Subnotificação de denúncias é um dos obstáculos para combate ao trabalho infantil no Alto Tietê
Apenas Mogi das Cruzes divulgou dados recentemente sobre o trabalho infantil. — Foto: Reprodução/TV Mirante
A subnotificação de denúncias é um dos obstáculos enfrentados para a erradicação do trabalho infantil no Alto Tietê. Apenas quatro das dez cidades da região responderam ao questionamentos do g1 sobre esta questão. Neste domingo (12), é celebrado o Dia Mundial de Combate ao Trabalho Infantil.
Santa Isabel comunicou que não houve registro de trabalho infantil de 2019 até este momento. Mogi das Cruzes informou que os números são diretamente impactados pela questão da subnotificação e pela falta de denúncia, ainda muito presentes nesse contexto do trabalho infantil. Assim, qualquer número passado não reflete a realidade.
Já Suzano e Poá recomendaram que fossem apurados dados com o Conselho Tutelar do município e com o Conselho Municipal dos Direitos da Criança e Adolescente, respectivamente. Porém, não foi possível obter respostas de ambos os órgãos.
Para Bruna Ribeiro, jornalista especialista em Direito Internacional e gerente do projeto Criança Livre de Trabalho Infantil, a subnotificação prejudica o enfrentamento do trabalho infantil. E, infelizmente, este é um problema comum no Brasil.
“A gente sempre sabe que os números relacionados ao trabalho infantil são subnotificados. E isso tem relação com alguns fatores. Um deles é a denúncia, né? A palavra, por si só, denúncia muitas vezes leva as pessoas a acharem que quando você denuncia, você prejudica a criança ou você prejudica a família. Mas na verdade, quando você comunica as autoridades sobre uma situação de trabalho infantil, você está protegendo essa família”, explica.
Ela, que também é autora do livro Meninos Malabares – Retratos do Trabalho Infantil no Brasil, afirma ainda que denunciar situações de trabalho infantil é uma ação que protege as crianças e permite que este ciclo não seja reproduzido.
“Quando você comunica essa situação de trabalho infantil, você possibilita que rede de assistência social da prefeitura realize a abordagem dessa criança, realize visita a essa família e identifique se essa família está cadastrada no programa de transferência de renda. Possibilita uma conversa com esses pais para que haja conscientização, possibilita verificar se essa criança está matriculada na escola, se ela frequenta a escola, se ela frequenta atividades em contraturno escolar. Então, quando você comunica as autoridades, isso é super importante dizer para população, você está ajudando a criança”.
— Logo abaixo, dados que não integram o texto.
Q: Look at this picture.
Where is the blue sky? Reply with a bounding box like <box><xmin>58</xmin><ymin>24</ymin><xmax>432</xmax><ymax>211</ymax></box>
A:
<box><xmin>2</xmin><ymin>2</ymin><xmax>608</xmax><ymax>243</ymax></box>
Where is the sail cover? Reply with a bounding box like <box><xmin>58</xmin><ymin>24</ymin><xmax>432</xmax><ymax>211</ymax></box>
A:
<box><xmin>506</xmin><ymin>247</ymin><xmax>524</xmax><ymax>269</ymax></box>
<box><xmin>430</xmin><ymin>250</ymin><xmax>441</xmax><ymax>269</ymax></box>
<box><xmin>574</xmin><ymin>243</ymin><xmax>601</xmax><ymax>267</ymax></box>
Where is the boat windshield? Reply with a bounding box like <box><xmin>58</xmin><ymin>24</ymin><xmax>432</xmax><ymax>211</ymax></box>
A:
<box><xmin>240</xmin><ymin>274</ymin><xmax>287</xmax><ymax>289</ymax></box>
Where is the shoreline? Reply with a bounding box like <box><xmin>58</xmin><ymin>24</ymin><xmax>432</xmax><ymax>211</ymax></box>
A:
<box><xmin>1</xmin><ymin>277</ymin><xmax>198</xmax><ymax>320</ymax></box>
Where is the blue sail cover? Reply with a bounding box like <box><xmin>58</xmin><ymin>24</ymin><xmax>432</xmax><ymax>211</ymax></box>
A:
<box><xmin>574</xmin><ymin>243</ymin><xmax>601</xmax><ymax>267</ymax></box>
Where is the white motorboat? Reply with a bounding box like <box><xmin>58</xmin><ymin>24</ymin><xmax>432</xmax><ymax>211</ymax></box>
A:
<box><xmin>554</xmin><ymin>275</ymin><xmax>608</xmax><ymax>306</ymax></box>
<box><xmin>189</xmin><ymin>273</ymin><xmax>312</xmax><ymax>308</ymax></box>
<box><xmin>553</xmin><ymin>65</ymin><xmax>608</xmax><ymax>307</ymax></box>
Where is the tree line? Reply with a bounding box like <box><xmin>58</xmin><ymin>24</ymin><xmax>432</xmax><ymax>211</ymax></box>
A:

O Criança Livre é um projeto realizado pela Cidade Escola Aprendiz, uma ONG de São Paulo, com apoio institucional do Ministério Público do Trabalho e do Fórum Nacional de Prevenção e Erradicação do Trabalho Infantil (FNPETI).
De acordo com Bruna Ribeiro, a pobreza, a má qualidade da educação e questões culturais são algumas das causas do trabalho infantil.
“Segundo informações do Plano Nacional de Prevenção e Erradicação do Trabalho Infantil e Proteção ao Adolescente Trabalhador, o trabalho infantil é um fenômeno social presente em toda a história do Brasil. Entre os séculos XVI e XIX, crianças de origem indígena e africana também foram submetidas à escravidão, assim como suas famílias. O mesmo aconteceu com os filhos dos trabalhadores livres, que ingressaram cedo em atividades do campo e da cidade”, explicou.
A especialista em Direito Internacional também afirma que as consequências do trabalho infantil na vida de crianças e adolescentes são inúmeras.
“Além de muitas vezes reproduzir o ciclo de pobreza da família, o trabalho infantil prejudica a aprendizagem da criança, quando não a tira da escola e a torna vulnerável em diversos aspectos, incluindo a saúde, exposição à violência, assédio sexual, esforços físicos intensos, acidentes com máquinas e animais no meio rural, entre outros”, disse Bruna Ribeiro.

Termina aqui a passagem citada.